5.The Corridor (Al-exe) [Windows, free]
Ever since The Shining, empty hotel hallways have been scary; especially late at night. I mean, really, is that bucket of ice really worth leaving the security of your room? In Al-exe's first-person horror The Corridor it most probably isn't. Players wake up from a sense of unexplained anxiety, leave their room, and find themselves in a dark, long, eerie hallway. The hotel slowly turns into an endless maze of walls that forebode something sinister. They then must go deeper into the darkness to escape and, whether they make it or not, test their calmness.
4. Slender: The Eight Pages (Mark J. Hadley) [Windows and Mac, free]
A first-person horror game that has been viewed as both gimmicky and ground-breaking, Slender has inspired a slew of clones and derivative material. Drawing from the Slender Man myth, the game has players scrambling to recover manuscripts before the inevitable approach of the Slender Man and the onset of terror-induced insanity. Even more importantly and despite its non-universal appeal, Slender has inspired more than a few indie devs and people are still coming up with Slender-esque offerings even today.
3. The 4th Wall (GZ Storm) [Windows and Xbox 360, paid]
Calling it an "abstract horror puzzler" as its developers seem to prefer, really doesn't do The 4th Wall justice. This one is one of the weirdest 2012 releases, a wonderfully surreal game and an offering in which the horror element is masterfully executed. It can be downright creepy and genuinely confusing; a game which starts off oddly and makes sure you fail to grasp what's going on, only to get much stranger and more disturbing and go out with an incredible finale.
2.Home (Benjamin Rivers) [Windows, paid]
Saying that Home is a unique game, might sound like a cliche, but, trust me, this is not the case. Home shares very little in common with the average horror game; its pixel-art graphics, subtle atmosphere, sensible sound-design, deeply psychological nature and short length make it a one of a kind offering. The fact that it's built around the mysteries of the subjective make it a masterpiece. A masterpiece that effortlessly evokes feelings and provides with an almost perfect blend of adventure-esque puzzle solving and horror.

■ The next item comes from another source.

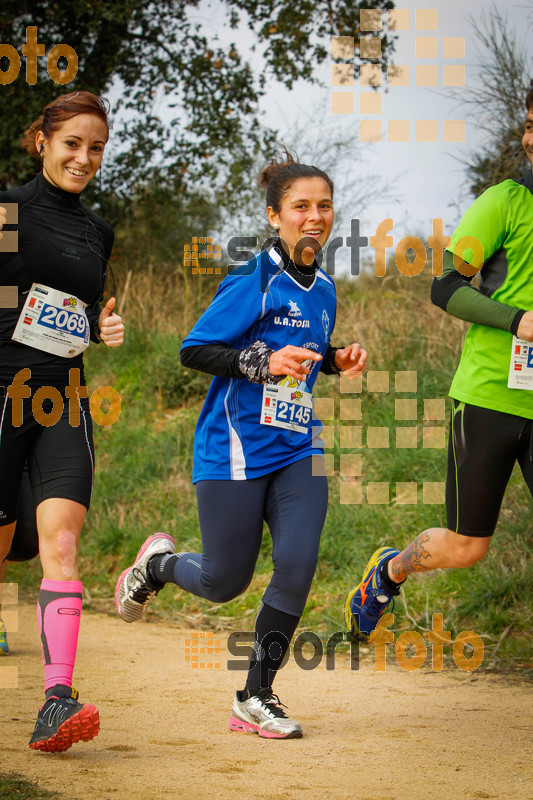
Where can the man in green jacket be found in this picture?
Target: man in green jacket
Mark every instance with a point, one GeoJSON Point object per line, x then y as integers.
{"type": "Point", "coordinates": [492, 404]}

1.Lone Survivor (Jasper Byrne) [Windows, Mac and Linux, paid]
Evolving from a freeware and pretty brilliant Silent Hill 2 demake (Soundless Mountain II) and never being shy of its traditional survival-horror legacy, Lone Survivor went on to become one of the most successful indie games of 2012 and a glorious love letter to those pioneering genre classics.
Lone Survivor, Jasper Byrne's side-scrolling box of scares, does much more than evoke memories and transport them to a new aesthetic though. It goes back to the survival horror roots, pays its respects and then evolves and refines everything in a way the AAA industry hasn't so far managed. This is a sleek and mature game, dealing with mature subjects in an artistically mature way; a game that feels heretically close to Twin Peaks and one you simply can't afford to miss.